Bu hükümet kolay kolay yıkılmaz.
Bahçeli'nin sözlerinden bu anlaşılıyor.
Başbakan'ın Moskova gezisi sırasında Türk Büyükelçiliği'ndeki yemeğe MHP'li iki bakan çağrılmadı. Doğrusunu isterseniz, ilk bakışta bu yenir yutulur bir durum gibi görünmüyor.
Ama, MHP lideri Devlet Bahçeli olayı izah ediyor:
"MHP'li iki bakan Moskova'da tüm resmi toplantılara katılmışlardır. Ama elçilikteki özel yemektir."Bu yorum, bu hükümetin ömrünün, FP lideri Kutan'ın tahminlerinden uzun olacağını gösteriyor.
FP lideri Kutan'a sorarsanız,
"hükümette uyumsuzluk var, Moskova'da MHP'li bakanların elçilikteki yemeğe davet edilmemesi de bunu gösteriyor. Başbakan'ın hemen çekilmesi gerekir."MHP lideri Bahçeli'nin tutumu Kutan'ın işte bu özlemini boşa çıkartıyor.
* * *
BAŞBAKAN Ecevit
"Moskova Büyükelçisi'nin görevden alınmayacağını" açıklayarak ortada
"yemek sorunu" diye koalisyonu zorlayan bir sorun olmadığını bildiriyor.
MHP'nin, sorunlu yemek nedeniyle Moskova Büyükelçisi'nin görevden alınmasını istediği, yolundaki söylentiler de böylece yalanlanmış oluyor.
Yani hükümet sağlam.
Başbakan'ın gurbet eldeki gezisine, resmi heyette bulunarak katılan iki bakan, büyükelçilikteki yemeğe davet edilmemiş olsa bile.
Tahmin edilir ki, bu iki bakandan ve MHP'den özür dilenmiştir.
Tahmin edilir ki, şimdi olmasa bile bir süre sonra bu potun sorumlusu ise, Moskova Büyükelçisi görevden alınacaktır.
* * *
TÜRKİYE'de çaresizliklerden çareler doğuyor.
Seçimden sonra da öyle oldu.
MHP ile DSP'nin ortaklığı, hayal bile edilemezken gerçekleşti.

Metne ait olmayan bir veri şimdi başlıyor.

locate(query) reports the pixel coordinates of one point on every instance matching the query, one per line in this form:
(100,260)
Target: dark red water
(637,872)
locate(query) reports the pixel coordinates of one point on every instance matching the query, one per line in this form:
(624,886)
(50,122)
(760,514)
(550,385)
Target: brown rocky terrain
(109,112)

Türkiye hükümetsizlikten kurtuldu. Bölünmüş oyların ortaya çıkartabileceği kaos, DSP - MHP - ANAP koalisyonu ile başlamadan bitti.

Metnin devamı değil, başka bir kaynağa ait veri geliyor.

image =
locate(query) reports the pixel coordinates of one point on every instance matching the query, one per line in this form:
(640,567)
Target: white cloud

O günden bugüne Ecevit'in yumuşak tutumu, MHP'nin kendisinden umulmayan derecedeki uyumlu davranışı ile hükümet ahenkli bir şekilde yürüdü.
Pek çok kanun çıkartıldı.
AB ile ilişkilerde olumlu gelişmeler yaşandı.

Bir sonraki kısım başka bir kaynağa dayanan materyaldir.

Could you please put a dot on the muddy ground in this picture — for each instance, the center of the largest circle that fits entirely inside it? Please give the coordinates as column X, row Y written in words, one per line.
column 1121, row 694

Deprem felaketinin doğurduğu büyük yara, bazı eksiklere rağmen sarılıyor.
Bu hükümet, vitrini olmayan, gösterişi olmayan bir hükümet. Yaldızsız, cilasız, makyajsız. Tabii...
Koalisyon adeta Ecevit ve Bahçeli'nin yapısına paralel bir görüntü aksettiriyor.
Bu, Türk insanının mütevazı, kendi işinde gücünde, mütevekkil haline de uyuyor.
Belki de onun için bu hükümetin yıkılması zor görünüyor.
Hasan Karakaya olayı
Hasan Karakaya bir gazeteci.
Akit gazetesinde yazıyor.
Dünya görüşümüz taban tabana zıt.
Kasım Gençyılmaz isimli 208 yıl hapsi istenen bir suç örgütü üyesi, Hasan Karakaya'nın Yekta Güngör Özden'i öldürmesi için 1997'de kendisine iki milyon dolar teklif ettiğini söylüyor.
Geçen gün Gençyılmaz, yedi kişi arasında Hasan Karakaya'yı teşhis etti.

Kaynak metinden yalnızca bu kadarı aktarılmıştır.